Summer music and dance festivals, which had to be cancelled in previous years because of war or political turmoil, are back on the entertainment calendar this year, attracting thousands of visitors.

Lebanon is hosting three prestigious festivals during the summer, with rock legends Deep Purple and newcomers Keane among those set to take the stage.

Despite a renewed clash in Beirut last month between supporters of the Sunni-led Western-backed government and the rival Hezbollah-led camp that left a woman bystander dead, business leaders and officials are optimistic.

“There is an increase of 16 percent over last year as far as reservations are concerned,” said Nizar Khoury, commercial director of Lebanon’s national carrier Middle East Airlines (MEA).

He said the the number of travellers to and from Lebanon between January and May was up 29 percent on the same period last year.

“We will carry on as if political tensions did not exist,” Sardouk said.

Guy Bertaud, managing director of the five-star Vendome-Intercontinental hotel, said the current detente “reassures both visitors and investors.”

But he said Lebanon remains a relatively unknown destination as it lacks the proper infrastructure for mass tourism and security remains a primary concern.

“The country is not yet a European destination. In the eyes of foreigners, it remains a high-risk country and is reported as such on the Internet. Travel agencies do not ‘sell’ it,” added Achkar.
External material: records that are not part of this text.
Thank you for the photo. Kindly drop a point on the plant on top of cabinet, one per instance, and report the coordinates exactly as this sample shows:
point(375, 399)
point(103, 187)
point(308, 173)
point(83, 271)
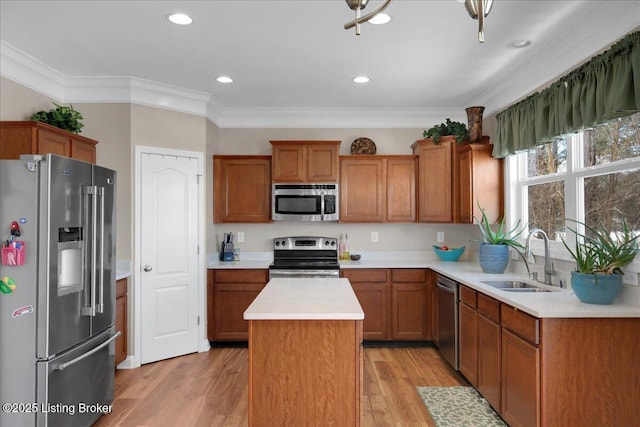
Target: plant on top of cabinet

The US Department of State still advises US citizens against travel to Lebanon as the “situation remains tense and a resumption of sporadic violence remains a possibility.”

But Achkar said that while tour operators in Lebanon lag behind some of neighbouring countries where sightseeing is more organised, such as Egypt, investments in hotels are on the rise.

“Two billion dollars are invested in around 10 hotels that are under construction or in the works in Beirut,” Achkar said. “This will provide 2,000 more rooms and create 6,000 more job opportunities.”